La activación de células B
Las células B se activan cuando su receptor de células B (BCR) se une al antígeno soluble o unido a membrana. Esto activa el BCR para formar microclusters y desencadenar cascadas de señalización aguas abajo. El microcluster finalmente sufre una fase de contracción y forma una sinapsis inmunológica, esto permite una interacción estable entre las células B y T para proporcionar señales de activación bidireccionales.
Una vez activadas, las células B pueden someterse a recombinación de cambio de clase. En su estado inactivado, las células B expresan IgM / IgD, pero una vez activadas pueden expresar IgA, IgE, IgG o retener la expresión de IgM. Lo hacen por escisión de los isotipos no deseados (Figura 1). Las citocinas producidas por las células T y otras células son importantes para determinar qué isotipo expresan las células B.
El centro germinal
Las células B tienen dos tipos principales de respuestas inmunitarias. En una respuesta inmune independiente de T, las células B pueden responder directamente al antígeno. En una respuesta inmunitaria dependiente de T, las células B necesitan la ayuda de las células T para responder.

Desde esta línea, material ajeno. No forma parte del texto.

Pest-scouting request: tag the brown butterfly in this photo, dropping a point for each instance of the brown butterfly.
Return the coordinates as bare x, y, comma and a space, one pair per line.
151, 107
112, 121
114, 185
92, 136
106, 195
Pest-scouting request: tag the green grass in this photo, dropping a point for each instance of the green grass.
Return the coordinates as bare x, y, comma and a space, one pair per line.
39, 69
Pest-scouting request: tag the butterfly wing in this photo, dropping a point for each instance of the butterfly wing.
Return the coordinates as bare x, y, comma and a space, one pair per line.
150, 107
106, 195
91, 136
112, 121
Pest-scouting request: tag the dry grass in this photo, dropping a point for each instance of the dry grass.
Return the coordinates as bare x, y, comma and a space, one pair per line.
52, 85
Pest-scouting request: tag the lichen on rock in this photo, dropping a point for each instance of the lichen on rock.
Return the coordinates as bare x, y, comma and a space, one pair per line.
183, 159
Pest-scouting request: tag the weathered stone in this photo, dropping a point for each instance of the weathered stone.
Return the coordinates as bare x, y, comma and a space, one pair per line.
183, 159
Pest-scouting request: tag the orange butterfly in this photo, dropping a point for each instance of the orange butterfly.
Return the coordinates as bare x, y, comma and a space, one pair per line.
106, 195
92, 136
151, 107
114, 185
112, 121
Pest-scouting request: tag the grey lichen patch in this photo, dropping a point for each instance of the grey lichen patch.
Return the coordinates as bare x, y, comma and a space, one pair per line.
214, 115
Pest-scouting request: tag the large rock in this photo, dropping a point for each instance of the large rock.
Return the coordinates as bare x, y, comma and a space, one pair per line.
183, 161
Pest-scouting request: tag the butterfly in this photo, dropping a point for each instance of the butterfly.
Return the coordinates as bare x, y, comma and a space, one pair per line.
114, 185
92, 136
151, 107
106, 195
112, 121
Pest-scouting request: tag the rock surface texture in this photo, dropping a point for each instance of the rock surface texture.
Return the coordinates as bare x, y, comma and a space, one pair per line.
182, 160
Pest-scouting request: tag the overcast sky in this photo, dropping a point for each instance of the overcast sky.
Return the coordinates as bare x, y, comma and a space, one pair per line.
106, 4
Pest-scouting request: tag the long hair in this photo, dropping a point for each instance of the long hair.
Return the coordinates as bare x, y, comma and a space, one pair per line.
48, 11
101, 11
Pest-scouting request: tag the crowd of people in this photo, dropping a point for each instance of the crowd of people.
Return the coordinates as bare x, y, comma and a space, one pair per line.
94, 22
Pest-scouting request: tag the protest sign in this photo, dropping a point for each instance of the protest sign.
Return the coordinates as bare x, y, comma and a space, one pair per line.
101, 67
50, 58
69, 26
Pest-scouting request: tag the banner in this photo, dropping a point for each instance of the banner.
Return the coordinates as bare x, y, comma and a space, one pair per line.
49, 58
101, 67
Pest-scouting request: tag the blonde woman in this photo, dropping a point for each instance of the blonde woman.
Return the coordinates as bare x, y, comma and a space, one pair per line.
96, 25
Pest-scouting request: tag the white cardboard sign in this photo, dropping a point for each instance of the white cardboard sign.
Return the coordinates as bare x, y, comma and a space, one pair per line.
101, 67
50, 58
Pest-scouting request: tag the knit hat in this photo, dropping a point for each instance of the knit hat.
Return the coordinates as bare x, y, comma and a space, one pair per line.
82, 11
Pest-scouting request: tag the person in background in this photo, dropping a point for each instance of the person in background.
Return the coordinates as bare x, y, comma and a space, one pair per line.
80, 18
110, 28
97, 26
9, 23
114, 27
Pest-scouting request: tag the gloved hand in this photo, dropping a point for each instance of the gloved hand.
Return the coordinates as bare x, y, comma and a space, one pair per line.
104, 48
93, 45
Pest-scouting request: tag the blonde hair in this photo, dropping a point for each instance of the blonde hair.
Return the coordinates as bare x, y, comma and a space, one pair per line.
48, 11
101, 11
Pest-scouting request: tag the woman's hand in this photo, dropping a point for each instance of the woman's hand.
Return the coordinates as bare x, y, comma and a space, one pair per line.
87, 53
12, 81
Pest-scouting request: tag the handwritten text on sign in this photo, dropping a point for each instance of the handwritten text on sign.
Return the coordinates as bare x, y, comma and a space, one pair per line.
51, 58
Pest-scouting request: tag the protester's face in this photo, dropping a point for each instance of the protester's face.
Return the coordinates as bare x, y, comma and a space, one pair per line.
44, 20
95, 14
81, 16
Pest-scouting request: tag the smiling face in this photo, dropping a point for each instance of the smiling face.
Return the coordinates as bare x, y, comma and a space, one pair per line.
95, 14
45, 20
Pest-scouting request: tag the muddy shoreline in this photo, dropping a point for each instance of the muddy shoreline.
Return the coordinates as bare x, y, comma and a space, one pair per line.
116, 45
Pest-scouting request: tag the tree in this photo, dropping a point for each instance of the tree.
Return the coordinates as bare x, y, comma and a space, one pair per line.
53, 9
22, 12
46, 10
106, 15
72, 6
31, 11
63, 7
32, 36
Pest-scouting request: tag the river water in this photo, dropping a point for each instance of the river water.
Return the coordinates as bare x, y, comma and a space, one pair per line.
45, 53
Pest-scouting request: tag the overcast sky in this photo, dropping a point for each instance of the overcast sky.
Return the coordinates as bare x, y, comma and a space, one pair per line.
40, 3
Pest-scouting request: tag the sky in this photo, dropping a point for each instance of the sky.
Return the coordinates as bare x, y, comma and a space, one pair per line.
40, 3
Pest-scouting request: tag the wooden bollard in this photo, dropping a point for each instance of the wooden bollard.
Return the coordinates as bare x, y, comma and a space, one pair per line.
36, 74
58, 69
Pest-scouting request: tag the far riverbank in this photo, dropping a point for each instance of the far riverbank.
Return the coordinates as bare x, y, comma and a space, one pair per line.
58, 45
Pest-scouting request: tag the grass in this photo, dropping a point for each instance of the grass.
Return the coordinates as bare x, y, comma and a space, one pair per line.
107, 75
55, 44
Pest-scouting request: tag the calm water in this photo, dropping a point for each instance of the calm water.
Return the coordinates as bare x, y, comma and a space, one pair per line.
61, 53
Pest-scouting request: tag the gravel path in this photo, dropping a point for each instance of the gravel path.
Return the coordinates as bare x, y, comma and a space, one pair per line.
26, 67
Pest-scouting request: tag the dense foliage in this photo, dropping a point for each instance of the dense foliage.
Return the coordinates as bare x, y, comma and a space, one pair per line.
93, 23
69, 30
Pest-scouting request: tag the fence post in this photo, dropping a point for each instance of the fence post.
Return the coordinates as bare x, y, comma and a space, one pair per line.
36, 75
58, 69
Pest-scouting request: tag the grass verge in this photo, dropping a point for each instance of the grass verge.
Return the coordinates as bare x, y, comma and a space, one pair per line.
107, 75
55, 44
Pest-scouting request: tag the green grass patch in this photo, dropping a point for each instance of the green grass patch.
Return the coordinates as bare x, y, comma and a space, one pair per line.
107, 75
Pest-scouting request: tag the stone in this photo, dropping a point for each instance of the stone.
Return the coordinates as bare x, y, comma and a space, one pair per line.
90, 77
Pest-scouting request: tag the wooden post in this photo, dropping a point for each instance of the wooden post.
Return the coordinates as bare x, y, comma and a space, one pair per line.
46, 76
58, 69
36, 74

En esta situación, las células B activadas se mueven al borde de la zona de células T para interactuar con las células T (Figura 2). El ligando CD40 se encuentra en estas células T auxiliares e interactúa con CD40 en las células B para formar una atracción estable. Las citocinas secretadas por las células T fomentan la proliferación y el cambio de isotipos y mantienen el tamaño y la longevidad del centro germinal. Sin estas señales, la respuesta del centro germinal colapsará rápidamente.
Las células B que han encontrado antígeno y han comenzado a proliferar pueden salir del folículo y diferenciarse en células plasmáticas de corta vida llamadas plasmablastos (Figura 2). Secretan anticuerpos como un intento temprano de neutralizar el antígeno extraño. No sobreviven más de tres días, pero el anticuerpo producido puede proporcionar una ayuda importante para detener los patógenos que se dividen rápidamente, como los virus.

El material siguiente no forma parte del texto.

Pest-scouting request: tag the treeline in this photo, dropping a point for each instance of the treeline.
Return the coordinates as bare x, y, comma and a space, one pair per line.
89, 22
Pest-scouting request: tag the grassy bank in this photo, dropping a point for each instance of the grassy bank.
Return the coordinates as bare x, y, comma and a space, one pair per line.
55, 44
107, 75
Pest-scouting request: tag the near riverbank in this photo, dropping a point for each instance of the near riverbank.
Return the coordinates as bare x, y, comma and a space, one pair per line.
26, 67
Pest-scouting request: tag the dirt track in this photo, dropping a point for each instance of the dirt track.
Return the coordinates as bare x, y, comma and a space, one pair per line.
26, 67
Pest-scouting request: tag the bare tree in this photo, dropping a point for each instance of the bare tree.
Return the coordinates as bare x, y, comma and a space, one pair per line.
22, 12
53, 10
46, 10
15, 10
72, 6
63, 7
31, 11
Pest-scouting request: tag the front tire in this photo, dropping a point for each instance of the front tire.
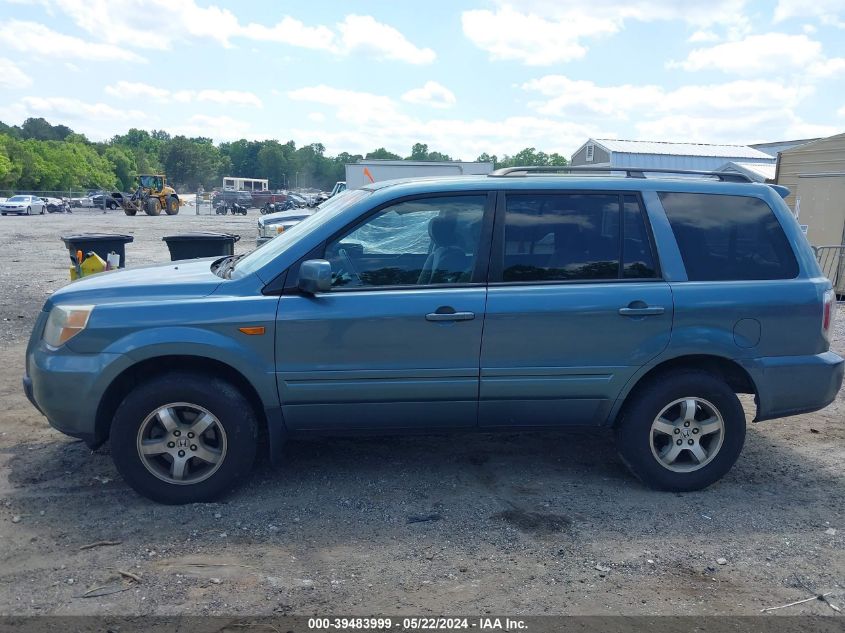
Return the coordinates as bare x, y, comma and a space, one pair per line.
184, 438
681, 431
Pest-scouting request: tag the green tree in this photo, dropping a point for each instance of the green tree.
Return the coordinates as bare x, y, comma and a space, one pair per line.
383, 154
123, 165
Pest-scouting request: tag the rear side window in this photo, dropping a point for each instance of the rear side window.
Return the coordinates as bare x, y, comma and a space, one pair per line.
575, 237
725, 238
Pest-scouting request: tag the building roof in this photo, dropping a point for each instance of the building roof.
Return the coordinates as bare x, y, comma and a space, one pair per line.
772, 148
680, 149
760, 172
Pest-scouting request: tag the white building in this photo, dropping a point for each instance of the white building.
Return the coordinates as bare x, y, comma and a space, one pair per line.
664, 155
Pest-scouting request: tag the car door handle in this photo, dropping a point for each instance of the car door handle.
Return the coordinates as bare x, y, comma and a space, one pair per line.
643, 311
450, 316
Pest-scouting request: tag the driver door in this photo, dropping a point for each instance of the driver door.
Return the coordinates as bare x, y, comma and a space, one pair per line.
395, 344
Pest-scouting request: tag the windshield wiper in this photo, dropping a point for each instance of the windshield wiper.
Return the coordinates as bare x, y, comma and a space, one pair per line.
227, 266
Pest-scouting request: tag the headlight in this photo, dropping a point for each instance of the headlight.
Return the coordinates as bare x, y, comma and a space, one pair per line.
64, 323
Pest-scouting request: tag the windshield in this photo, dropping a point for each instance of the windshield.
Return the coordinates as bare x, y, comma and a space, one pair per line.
262, 256
154, 182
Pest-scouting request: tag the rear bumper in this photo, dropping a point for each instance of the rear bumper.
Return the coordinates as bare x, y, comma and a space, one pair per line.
789, 385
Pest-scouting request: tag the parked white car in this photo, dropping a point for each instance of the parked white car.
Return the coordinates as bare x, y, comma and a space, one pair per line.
23, 205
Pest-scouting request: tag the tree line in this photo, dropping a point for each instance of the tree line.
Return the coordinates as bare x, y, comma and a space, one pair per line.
39, 156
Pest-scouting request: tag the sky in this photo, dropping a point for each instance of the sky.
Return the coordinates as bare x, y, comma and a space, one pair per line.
464, 77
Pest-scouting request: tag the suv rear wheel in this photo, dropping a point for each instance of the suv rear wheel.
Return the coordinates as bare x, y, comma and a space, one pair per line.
682, 431
184, 438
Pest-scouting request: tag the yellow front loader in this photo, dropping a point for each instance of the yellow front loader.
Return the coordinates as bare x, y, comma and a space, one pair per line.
152, 195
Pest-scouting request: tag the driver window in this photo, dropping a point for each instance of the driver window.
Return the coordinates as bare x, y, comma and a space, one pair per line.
428, 241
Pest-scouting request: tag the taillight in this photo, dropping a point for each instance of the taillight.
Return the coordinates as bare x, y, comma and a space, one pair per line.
828, 312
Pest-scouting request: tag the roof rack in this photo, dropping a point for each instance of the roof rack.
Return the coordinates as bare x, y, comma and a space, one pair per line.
630, 172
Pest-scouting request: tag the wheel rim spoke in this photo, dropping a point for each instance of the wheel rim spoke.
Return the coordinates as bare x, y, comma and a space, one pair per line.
168, 419
208, 454
201, 425
710, 425
664, 426
178, 467
154, 447
688, 410
671, 454
698, 452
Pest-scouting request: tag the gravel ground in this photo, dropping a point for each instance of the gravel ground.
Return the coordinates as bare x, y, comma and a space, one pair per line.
517, 523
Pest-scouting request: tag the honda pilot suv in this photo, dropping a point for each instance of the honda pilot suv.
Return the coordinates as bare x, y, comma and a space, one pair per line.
644, 302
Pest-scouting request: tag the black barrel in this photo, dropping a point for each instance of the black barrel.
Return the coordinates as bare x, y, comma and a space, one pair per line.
100, 243
201, 244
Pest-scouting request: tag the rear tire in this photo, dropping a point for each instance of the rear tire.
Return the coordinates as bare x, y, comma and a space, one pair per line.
681, 431
141, 442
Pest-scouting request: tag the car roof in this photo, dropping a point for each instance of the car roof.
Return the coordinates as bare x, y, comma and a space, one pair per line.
408, 186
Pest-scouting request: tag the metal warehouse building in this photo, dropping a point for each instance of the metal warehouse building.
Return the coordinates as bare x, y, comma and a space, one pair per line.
815, 175
662, 155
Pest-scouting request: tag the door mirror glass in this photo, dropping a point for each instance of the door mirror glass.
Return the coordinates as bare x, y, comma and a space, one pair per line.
315, 275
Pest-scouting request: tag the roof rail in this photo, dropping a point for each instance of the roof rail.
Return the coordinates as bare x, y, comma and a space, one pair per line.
630, 172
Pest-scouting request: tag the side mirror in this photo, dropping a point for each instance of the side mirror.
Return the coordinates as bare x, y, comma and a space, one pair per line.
315, 275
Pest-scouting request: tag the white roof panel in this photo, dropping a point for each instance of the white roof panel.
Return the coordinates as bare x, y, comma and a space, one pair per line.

El centro germinal tiene una zona clara y una zona oscura. La respuesta del centro germinal comienza en la zona oscura donde las células B proliferan rápidamente y sufren hipermutación somática. Durante la hipermutación somática, se generan mutaciones aleatorias en los dominios variables del BCR por la citidina deaminasa inducida por la activación enzimática (AID). Las células B entran en la zona de luz y compiten entre sí por el antígeno. Si la mutación resultó en un BCR con una afinidad mejorada al antígeno, el clon de células B puede superar a otros clones y sobrevivir. También se cree que la zona de luz es donde las células B se someten a recombinación de cambio de clase, aunque un centro germinal no es crucial para este proceso. Las células B pueden migrar entre ambas zonas para someterse a varias rondas de hipermutación somática y recombinación de cambio de clase. El objetivo final del centro germinal es producir células B con un BCR que tenga una alta afinidad por el antígeno inicial.
Las células plasmáticas y de memoria
Las células B abandonan la respuesta del centro germinal como células plasmáticas de alta afinidad y células de memoria B (Figura 3). Las células plasmáticas secretan anticuerpos de unión a antígenos durante semanas después de la activación. Migran a la médula ósea poco después de la formación, donde pueden residir indefinidamente, listos para encontrar el antígeno de nuevo y responder. Las células B de memoria circulan por todo el cuerpo en busca de antígenos con una alta afinidad por su BCR y luego responden rápidamente al antígeno, deteniendo la infección. Así es como funciona la vacunación. Como su cuerpo ha estado expuesto previamente al antígeno, las células inmunitarias pueden responder rápidamente para eliminar el antígeno si se vuelve a encontrar, evitando que se enferme.